13C-13C correlation spectral regions obtained from a liposomal preparation of M2 22–62. All spectra were obtained at 600MHz using a 13C optimized 1H/13C/15N 3.2 mm biosolids MAS probe with Low-E coil technology.20,21 A) Carbonyl-aliphatic region, 9ms (blue) and 50 ms (red) mixing times; B) Aromatic-aliphatic region, 9ms (blue) and 100 ms (red) mixing times; C) Aliphatic-aliphatic region, 20 ms (blue) and 50 ms (red) mixing times.

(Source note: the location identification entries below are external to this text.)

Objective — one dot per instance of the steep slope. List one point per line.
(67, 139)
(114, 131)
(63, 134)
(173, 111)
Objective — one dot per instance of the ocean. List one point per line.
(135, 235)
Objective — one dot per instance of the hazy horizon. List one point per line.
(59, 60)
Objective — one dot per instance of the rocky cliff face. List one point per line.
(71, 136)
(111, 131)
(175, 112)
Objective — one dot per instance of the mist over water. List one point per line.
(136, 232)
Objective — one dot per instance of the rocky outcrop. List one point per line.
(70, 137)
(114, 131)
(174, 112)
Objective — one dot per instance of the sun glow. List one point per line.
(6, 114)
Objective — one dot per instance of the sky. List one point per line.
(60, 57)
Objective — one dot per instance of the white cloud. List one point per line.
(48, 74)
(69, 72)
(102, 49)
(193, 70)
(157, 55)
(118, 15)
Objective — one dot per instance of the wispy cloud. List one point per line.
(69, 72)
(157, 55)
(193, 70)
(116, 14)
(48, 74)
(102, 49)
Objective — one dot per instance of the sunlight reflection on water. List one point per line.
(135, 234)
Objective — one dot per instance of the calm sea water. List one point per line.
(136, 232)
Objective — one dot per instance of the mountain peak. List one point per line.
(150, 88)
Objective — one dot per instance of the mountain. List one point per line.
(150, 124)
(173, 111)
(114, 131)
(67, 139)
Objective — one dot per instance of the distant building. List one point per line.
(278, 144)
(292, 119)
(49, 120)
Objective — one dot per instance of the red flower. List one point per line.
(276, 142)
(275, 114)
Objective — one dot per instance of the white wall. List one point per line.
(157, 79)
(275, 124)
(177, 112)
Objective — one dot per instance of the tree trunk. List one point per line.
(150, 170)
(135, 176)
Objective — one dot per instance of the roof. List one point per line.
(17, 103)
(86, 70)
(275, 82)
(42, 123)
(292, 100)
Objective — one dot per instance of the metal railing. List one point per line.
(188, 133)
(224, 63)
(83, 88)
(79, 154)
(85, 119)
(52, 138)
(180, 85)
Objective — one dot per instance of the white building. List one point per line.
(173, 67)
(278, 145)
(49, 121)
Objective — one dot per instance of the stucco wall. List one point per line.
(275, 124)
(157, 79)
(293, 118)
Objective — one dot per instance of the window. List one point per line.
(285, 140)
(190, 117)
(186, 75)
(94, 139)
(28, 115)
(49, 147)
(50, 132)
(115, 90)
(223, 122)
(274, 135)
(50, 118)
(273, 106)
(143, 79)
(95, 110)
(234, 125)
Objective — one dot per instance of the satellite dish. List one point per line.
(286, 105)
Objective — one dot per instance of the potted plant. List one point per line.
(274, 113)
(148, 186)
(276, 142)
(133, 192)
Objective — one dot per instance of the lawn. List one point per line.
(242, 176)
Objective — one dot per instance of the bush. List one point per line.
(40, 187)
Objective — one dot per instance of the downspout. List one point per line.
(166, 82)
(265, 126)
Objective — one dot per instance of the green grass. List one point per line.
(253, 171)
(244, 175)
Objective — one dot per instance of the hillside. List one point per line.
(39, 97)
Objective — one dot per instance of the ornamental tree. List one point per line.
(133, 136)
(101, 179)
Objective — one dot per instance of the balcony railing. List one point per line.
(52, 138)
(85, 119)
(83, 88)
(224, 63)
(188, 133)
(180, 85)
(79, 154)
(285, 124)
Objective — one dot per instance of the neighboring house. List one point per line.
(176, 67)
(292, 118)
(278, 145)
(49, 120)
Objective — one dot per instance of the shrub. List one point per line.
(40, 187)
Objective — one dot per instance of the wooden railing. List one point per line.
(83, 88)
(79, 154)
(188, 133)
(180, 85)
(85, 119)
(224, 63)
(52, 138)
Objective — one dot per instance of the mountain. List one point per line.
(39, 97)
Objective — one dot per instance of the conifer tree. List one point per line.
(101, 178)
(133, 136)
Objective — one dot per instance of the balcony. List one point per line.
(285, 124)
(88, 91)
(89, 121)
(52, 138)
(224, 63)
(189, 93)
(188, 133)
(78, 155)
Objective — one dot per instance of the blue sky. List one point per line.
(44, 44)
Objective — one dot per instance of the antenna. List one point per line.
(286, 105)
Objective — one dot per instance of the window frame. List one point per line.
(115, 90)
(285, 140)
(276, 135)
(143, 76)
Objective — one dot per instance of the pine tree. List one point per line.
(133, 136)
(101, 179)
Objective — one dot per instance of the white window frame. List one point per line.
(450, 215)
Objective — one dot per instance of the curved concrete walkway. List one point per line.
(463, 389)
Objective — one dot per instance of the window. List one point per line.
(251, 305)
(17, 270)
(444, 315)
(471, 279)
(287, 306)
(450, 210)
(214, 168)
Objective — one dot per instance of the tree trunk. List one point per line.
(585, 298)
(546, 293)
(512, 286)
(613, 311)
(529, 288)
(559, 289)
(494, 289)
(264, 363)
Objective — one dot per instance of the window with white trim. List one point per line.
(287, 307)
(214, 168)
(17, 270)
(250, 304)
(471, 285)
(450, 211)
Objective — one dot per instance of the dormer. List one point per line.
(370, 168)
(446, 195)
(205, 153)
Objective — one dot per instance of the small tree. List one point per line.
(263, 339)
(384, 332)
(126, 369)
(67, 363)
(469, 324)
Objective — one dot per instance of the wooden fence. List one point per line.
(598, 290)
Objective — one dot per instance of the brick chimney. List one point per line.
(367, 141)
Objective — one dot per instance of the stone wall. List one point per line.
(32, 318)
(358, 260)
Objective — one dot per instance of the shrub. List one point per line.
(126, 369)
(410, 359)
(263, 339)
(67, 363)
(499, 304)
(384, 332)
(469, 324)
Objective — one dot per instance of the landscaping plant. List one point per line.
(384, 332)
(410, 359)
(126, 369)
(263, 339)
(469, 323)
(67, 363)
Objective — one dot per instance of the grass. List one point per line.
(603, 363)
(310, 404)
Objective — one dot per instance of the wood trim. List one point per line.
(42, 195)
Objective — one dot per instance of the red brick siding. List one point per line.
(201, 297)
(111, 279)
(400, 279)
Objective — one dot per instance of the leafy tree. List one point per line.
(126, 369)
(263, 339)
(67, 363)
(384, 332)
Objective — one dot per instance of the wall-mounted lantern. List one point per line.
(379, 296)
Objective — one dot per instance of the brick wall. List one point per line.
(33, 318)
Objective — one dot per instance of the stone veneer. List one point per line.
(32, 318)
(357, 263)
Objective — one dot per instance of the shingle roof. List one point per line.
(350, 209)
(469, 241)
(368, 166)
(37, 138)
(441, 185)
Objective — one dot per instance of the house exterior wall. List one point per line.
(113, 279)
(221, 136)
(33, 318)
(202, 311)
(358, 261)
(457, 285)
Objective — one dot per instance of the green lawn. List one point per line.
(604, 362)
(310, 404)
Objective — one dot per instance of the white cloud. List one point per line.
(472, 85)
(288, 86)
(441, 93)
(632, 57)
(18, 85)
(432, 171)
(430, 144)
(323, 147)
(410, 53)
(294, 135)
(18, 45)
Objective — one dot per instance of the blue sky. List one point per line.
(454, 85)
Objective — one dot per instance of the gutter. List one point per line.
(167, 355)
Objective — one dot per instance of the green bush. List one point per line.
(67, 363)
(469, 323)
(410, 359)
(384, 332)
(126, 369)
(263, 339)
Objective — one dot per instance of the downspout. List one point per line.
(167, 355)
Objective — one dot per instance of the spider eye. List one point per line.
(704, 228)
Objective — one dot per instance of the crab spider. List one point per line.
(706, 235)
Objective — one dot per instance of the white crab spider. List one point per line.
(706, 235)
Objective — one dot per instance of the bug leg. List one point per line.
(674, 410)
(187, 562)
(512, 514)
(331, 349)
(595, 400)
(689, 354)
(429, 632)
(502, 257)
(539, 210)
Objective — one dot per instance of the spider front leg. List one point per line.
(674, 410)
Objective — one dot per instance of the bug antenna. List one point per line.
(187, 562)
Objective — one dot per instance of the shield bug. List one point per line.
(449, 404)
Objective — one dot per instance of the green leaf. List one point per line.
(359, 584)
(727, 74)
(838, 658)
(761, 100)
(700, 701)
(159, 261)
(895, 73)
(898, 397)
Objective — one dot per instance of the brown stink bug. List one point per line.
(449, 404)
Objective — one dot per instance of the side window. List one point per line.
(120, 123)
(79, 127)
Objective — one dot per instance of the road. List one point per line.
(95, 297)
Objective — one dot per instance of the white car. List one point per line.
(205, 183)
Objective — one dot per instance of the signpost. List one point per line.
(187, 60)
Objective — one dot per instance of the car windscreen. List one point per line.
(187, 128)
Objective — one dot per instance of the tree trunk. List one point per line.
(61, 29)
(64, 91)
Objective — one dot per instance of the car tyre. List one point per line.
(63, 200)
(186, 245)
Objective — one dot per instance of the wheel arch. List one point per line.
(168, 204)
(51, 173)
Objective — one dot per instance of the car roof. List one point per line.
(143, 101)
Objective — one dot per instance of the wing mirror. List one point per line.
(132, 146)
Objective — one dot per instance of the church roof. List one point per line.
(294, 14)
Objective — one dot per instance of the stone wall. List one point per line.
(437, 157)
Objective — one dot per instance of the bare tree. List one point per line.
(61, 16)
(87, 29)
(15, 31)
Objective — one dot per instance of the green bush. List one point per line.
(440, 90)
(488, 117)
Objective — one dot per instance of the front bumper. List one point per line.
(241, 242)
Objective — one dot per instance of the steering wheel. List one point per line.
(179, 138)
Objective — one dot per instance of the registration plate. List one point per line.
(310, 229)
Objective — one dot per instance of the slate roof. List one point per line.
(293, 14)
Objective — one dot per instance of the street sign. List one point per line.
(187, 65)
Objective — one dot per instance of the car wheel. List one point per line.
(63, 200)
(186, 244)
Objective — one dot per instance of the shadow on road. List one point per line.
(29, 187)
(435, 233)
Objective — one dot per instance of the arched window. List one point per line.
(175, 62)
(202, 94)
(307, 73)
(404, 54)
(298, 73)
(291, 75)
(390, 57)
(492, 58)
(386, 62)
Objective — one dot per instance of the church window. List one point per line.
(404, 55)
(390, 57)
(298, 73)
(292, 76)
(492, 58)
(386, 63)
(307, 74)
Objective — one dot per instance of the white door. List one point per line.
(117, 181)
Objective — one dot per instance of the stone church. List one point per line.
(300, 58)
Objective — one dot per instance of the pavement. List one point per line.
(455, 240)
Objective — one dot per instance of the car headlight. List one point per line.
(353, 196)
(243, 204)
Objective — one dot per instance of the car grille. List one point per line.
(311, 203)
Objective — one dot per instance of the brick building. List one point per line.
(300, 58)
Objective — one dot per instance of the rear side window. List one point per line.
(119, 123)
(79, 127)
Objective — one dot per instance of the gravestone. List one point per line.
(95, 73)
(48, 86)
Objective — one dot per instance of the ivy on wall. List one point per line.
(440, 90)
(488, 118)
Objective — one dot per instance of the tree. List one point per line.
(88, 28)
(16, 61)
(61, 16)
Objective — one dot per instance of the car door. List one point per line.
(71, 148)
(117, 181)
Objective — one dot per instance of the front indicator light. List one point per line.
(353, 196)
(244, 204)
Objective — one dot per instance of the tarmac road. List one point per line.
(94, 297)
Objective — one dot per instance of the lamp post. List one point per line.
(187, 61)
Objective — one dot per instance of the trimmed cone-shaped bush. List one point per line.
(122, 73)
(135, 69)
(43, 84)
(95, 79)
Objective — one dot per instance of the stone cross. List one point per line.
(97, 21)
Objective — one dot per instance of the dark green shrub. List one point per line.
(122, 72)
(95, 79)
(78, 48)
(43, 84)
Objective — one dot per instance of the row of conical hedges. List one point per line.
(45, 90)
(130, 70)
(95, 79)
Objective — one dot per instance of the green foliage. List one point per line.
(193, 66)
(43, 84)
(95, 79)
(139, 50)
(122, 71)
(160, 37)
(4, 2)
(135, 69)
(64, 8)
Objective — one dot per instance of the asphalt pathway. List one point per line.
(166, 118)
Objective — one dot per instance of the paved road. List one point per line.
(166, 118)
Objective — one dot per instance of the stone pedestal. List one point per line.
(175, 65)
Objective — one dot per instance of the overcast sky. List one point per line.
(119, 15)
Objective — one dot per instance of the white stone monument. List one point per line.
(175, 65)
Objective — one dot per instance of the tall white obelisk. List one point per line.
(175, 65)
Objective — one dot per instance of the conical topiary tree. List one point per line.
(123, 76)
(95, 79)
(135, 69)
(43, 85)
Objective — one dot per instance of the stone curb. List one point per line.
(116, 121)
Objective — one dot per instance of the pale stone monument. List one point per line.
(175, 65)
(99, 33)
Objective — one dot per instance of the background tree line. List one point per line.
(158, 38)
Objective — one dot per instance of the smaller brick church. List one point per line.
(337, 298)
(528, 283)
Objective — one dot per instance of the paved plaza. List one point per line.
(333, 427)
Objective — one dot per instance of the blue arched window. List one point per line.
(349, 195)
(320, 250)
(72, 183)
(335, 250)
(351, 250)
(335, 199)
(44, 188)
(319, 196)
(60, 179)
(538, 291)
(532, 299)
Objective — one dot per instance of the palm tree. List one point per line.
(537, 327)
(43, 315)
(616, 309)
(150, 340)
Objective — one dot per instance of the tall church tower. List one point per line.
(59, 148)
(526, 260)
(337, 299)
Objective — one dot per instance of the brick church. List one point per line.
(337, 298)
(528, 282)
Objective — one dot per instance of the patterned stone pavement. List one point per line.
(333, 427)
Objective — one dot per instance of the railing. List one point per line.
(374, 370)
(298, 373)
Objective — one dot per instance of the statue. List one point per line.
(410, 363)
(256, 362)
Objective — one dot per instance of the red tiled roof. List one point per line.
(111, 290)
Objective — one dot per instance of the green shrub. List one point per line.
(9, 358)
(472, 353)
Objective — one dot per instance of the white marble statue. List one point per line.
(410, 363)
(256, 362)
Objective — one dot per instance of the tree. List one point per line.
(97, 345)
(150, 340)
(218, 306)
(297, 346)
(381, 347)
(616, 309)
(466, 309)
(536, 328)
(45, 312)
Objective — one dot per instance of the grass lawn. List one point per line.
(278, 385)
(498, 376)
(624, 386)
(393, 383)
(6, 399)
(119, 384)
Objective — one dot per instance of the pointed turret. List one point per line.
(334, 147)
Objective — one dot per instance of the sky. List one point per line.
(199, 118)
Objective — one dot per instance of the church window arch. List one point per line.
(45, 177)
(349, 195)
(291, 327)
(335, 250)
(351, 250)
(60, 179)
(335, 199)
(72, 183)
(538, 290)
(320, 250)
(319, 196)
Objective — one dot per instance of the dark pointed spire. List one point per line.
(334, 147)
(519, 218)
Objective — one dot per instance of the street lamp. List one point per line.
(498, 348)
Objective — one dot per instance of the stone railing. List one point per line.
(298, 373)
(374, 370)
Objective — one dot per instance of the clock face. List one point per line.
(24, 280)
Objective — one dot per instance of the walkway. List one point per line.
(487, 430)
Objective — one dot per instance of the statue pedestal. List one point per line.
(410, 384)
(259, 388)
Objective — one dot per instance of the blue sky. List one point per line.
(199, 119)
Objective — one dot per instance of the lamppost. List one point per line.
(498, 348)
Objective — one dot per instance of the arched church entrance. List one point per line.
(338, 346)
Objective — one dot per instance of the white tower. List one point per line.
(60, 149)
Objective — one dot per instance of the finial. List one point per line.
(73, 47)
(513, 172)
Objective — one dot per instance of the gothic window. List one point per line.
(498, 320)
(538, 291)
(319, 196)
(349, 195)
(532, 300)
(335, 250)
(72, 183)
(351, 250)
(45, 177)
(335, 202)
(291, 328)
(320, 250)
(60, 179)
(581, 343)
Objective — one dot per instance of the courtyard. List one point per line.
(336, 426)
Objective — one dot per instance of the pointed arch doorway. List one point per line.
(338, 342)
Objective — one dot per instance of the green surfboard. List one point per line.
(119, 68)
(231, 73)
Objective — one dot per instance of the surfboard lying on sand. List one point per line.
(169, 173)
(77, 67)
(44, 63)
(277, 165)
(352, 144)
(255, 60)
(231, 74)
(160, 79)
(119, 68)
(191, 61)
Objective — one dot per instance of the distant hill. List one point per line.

Six unique inter-helical restraints were obtained from mixing times between 20 and 200 ms. These restraints and their multiplicity in this tetrameric structure are tabulated in Table S3 and illustrated in Fig. 2. In 2L0J the Ser31 and Ala30 Cβ groups are in van der Waals contact via inter-helical packing while considerably separated in their intra-helical interactions and therefore, the cross peak (18.8 and 63.2 ppm) that is visible in the 20 and 50 ms spectra (Fig. 1C) is assigned to the four-fold symmetric inter-helical distance. The remaining unique cross peaks leading to distance restraints were observed through His37 and mostly from HisB/D (chains B and D). The two sets of His37 sidechain resonances (forming a dimer of dimer conformation) have a greater (HisB/D: Cα 59.5, Cβ 31.1, Cγ 137.3, Cδ2 119.4, Cε1 136.4 ppm) and lesser (HisA/C: Cα 62.4, Cβ 32.1, Cγ 131.0, Cδ2 115.6, Cε1 136.7 ppm) fractional charge consistent with the histidine titration data.22 These chemical shifts provide an opportunity to observe cross peaks between the His37 residues as well as unique cross peaks from His37 to other sidechains.
Figure 2.
Distance restraints (red dashed lines) in the TM region of the M2 protein. Carbon colors: Ala30 (brown); Ser31 (cyan); Ile33 (magenta); His37 (green); and Leu38 (yellow). A) Side view of the structure; B) View down the pore axis from the C-terminal end of the TM helix.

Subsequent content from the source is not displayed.